ALABAMA -- AL.com -- by Mike CasonAL.com-- October 20, 2014

MONTGOMERY -- Mike Hubbard, speaker of the Alabama House of Representatives and a powerful political leader, has been indicted by a grand jury and charged with 23 counts, including using his office for personal gain and soliciting things of value.

Hubbard reported to the Lee County Jail where he was booked.

If convicted, Hubbard faces a maximum penalty of two to 20 years in prison and up to $30,000 in fines for each count.

Hubbard, 52, who led a historic takeover of the state Legislature during the 2010 election, was charged after an investigation in his home county that has lasted more than a year.

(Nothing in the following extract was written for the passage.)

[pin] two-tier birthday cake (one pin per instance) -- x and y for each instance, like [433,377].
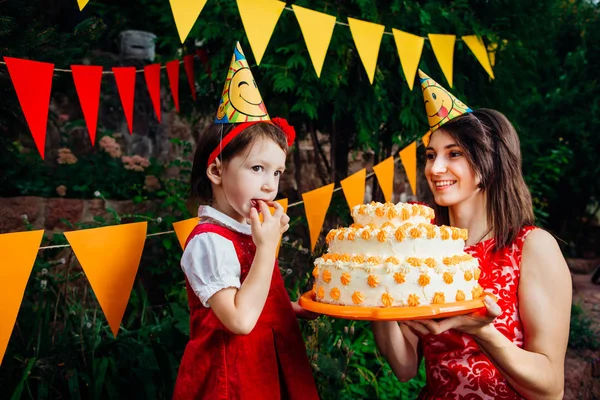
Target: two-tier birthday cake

The charges against Hubbard include 23 class B felonies. Those charges include:

  • Four counts of using of his office as party chairman for personal gain;
  • One count of voting for legislation with a conflict of interest;
  • Eleven counts of soliciting or receiving a thing of value from a lobbyist or principal;
  • Two counts of using his office as a member of the Alabama House of Representatives for personal gain;
  • Four counts of lobbying an executive department or agency for a fee; and
  • One count of using state equipment, materials, etc. for private gain.

According to the indictment, Hubbard solicited favors from some of Alabama's rich and powerful. They include former Alabama Governor Bob Riley, Business Council of Alabama CEO Billy Canary, Hoar Construction CEO Rob Burton, Great Southern Wood CEO Jimmy Rane, former Sterne Agee CEO James Holbrook, lobbyist Minda Riley Campbell, Harbert Management Corp. vice president Will Brooke and political operative Dax Swatek.

Most gave Hubbard what he wanted, according to the indictment, including major investments into Hubbard's company, Craftmaster Printing.

In a video posted to Facebook, Hubbard called the indictment political.

"Friends, if there was any doubt that this was a political witch hunt, I think it is pretty clear right now that is exactly what it is," Hubbard said. "This has been going on for two years, dragging on and on, and here they come two weeks before an election and make these allegations. The fact is that we've done some great things in this state and some powerful people don't like it."